A riguardo occorre ricordare che Gesù ha promesso l’indefettibilità della Chiesa: “Tu sei Pietro e su questa pietra edificherò la mia Chiesa e le potenze degli inferi non prevarranno su di essa” (Mt 16, 18); e le ha affidato una missione universale, verso tutti i popoli e in tutti i tempi: “Fate discepoli tutti i popoli … Ed ecco, io sono con voi tutti i giorni, fino alla fine del mondo” (Mt 28, 19-20). Però ha promesso anche ostilità e persecuzioni: “Se hanno perseguitato me, perseguiteranno anche voi” (Gv 15, 20) e ha messo in guardia dalle illusioni del facile successo: “Guai, quando tutti gli uomini diranno bene di voi” (Lc 6, 26). Per l’evangelizzazione del mondo conta più la qualità dei cristiani e delle comunità ecclesiali che non la quantità numerica. Anche una Chiesa di minoranza può essere segno efficace della presenza di Cristo Salvatore nella storia umana. Anche quando si riduce a un piccolo gregge, la Chiesa può cooperare con Cristo, alla salvezza eterna di tutti gli uomini, dei cristiani e dei non cristiani, attraverso le vie misteriose della Grazia. Lo afferma autorevolmente il Concilio Vaticano II: “Il popolo messianico, pur non comprendendo effettivamente l’universalità degli uomini e apparendo talora come un piccolo gregge, costituisce tuttavia per tutta l’umanità il germe più forte di unità, di speranza e di salvezza. Costituito da Cristo per una comunione di vita, di carità e di verità, è pure da lui assunto a essere strumento della redenzione di tutti e, quale luce del mondo e sale della terra, è inviato a tutto il mondo” (Lumen Gentium, 9).

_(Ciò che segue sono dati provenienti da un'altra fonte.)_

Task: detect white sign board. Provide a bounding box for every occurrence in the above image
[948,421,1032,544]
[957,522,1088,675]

  1. La forma storica della Chiesa può cambiare secondo i tempi e secondo i luoghi. Sempre e dovunque però devono rimanere, oltre al ministero dei Pastori, quattro dimensioni essenziali: i sacramenti e l’Eucarestia, specialmente celebrata come festa comune ogni Domenica, l’ascolto personale e comunitario della Parola di Dio, la testimonianza vissuta della carità nelle relazioni interpersonali, specialmente nella vicinanza ai malati, ai poveri e agli emarginati, l’annuncio del Vangelo e l’insegnamento della dottrina cristiana. Queste quattro dimensioni essenziali della vita ecclesiale, corrispondono sostanzialmente alla riforma delle unità pastorali, che si sta attuando nella diocesi di Orvieto-Todi, con le quattro diaconie e la valorizzazione dei cristiani laici come figure ministeriali.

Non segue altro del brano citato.